Хотелось бы также обратить особое внимание на то, что закон совсем не затрагивает пересмотра послевоенной политики в отношении государственного языка, когда, в частности, было лимитировано количество иероглифов для повседневного использования. За шестьдесят лет, прошедших после войны, очевидны изменения облика культуры, которая в наши дни предоставляет людям легко воспринимаемые и радостные в сравнении с чтением вещи, начиная от телевизора, электронных игр и тому подобного. Однако, не стоит сводить все к тому, что отдаление народа от шрифтовой культуры, отдаление его от чтения объясняется только лишь конкуренцией с такого рода отражениями культуры.
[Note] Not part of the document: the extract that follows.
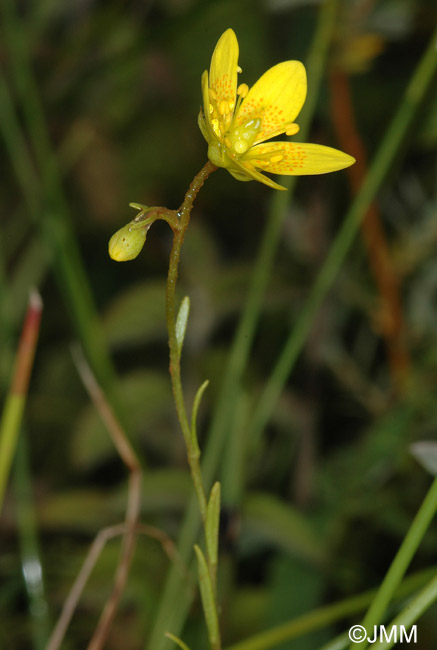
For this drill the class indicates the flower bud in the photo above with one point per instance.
(127, 242)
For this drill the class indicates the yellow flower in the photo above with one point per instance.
(236, 121)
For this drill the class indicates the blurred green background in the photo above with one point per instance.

В параграфе 2 статьи 3 закона (основополагающие понятия) говорится, что 'необходимо в достаточной мере заботится о том, чтобы японский язык являлся основой культуры Японии'. В связи с этим необходимо задуматься, а придается ли должное значение тому, что родной язык упрощается, тому, в какой значительной мере он оскудел?
То, что многие японцы не читают произведения писателей Нацумэ Сосэки и Мори Огаи, в действительности происходит потому, что они просто и не могут этого сделать. Необходимо учитывать, что ограничение числа иероглифов, изменения в орфографии и другие элементы послевоенной реформы языка, наоборот, скорее стали причинами, которые препятствуют наследованию письменной культуры наших предшественников.
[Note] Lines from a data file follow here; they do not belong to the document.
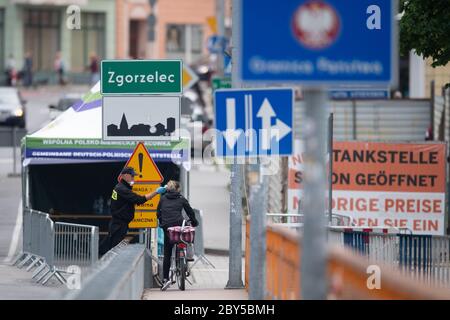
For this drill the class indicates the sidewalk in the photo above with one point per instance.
(210, 193)
(208, 284)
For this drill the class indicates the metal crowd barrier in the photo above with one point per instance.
(51, 247)
(422, 257)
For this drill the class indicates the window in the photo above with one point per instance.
(90, 39)
(184, 41)
(42, 36)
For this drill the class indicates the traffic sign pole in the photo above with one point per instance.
(313, 251)
(235, 250)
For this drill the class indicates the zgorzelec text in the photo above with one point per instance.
(121, 79)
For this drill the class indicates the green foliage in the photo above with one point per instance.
(425, 27)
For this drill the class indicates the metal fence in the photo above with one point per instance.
(421, 257)
(51, 247)
(295, 220)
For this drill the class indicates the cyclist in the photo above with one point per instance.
(169, 213)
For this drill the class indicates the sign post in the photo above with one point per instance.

Планировалось, что если иероглифику сделать проще, то народу станет доступнее мудрость знаний, но, в некотором смысле, это являлось лишь иллюзией послевоенных идей. В результате проведения самого разного рода исследований становится очевидным, что это скорее уменьшило силу японского языка, уменьшило понимание при чтении, уменьшило образованность людей.
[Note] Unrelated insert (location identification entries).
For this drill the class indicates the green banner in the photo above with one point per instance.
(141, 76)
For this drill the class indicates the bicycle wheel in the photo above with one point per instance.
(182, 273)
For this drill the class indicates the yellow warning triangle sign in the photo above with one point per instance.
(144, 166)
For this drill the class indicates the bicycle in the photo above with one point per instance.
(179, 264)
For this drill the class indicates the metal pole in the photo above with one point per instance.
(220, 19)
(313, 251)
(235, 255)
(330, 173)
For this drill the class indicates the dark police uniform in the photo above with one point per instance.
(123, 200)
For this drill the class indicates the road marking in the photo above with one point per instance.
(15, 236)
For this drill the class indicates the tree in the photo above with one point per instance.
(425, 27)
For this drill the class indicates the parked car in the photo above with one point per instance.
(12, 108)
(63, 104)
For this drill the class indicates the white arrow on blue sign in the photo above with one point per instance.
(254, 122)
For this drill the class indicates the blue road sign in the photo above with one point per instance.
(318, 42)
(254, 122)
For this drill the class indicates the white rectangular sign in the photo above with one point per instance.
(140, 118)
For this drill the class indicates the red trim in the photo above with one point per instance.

Но, несмотря на столь очевидные факты, согласно 'опросу общественного мнения по родному языку', проведенному недавно управление культуры, на вопрос о количестве иероглифов, входящих в перечень иероглифов для повседневного использования, лишь 8, 6% респондентов ответили, что 'число иероглифов необходимо увеличить'. То есть, японский народ почти не осознает кризиса в языке с его ставшим бедным запасом слов, к которому привело ограничение числа иероглифов. Их знание иероглифики не позволяет им испытать радости от чтения, унаследованной от прежней цивилизации, поэтому они и не видят важности в иероглифах.
В сложившейся ситуации, даже вкладывая много сил в призыв 'стимулировать письменную культуру', наследование послевоенной цивилизации, видимо, все же ограничено. Даже трудно себе представить, чтобы в Японии опять начали читать Сосэки и Огаи. Таким образом, с каким жаром не воодушевляй, реализовать понятия принятого закона на деле будет сложно до тех пор, пока в полном объеме не будет возрождена иероглифика, и тем самым расширен кругозор людей, но надежды на этот закон есть.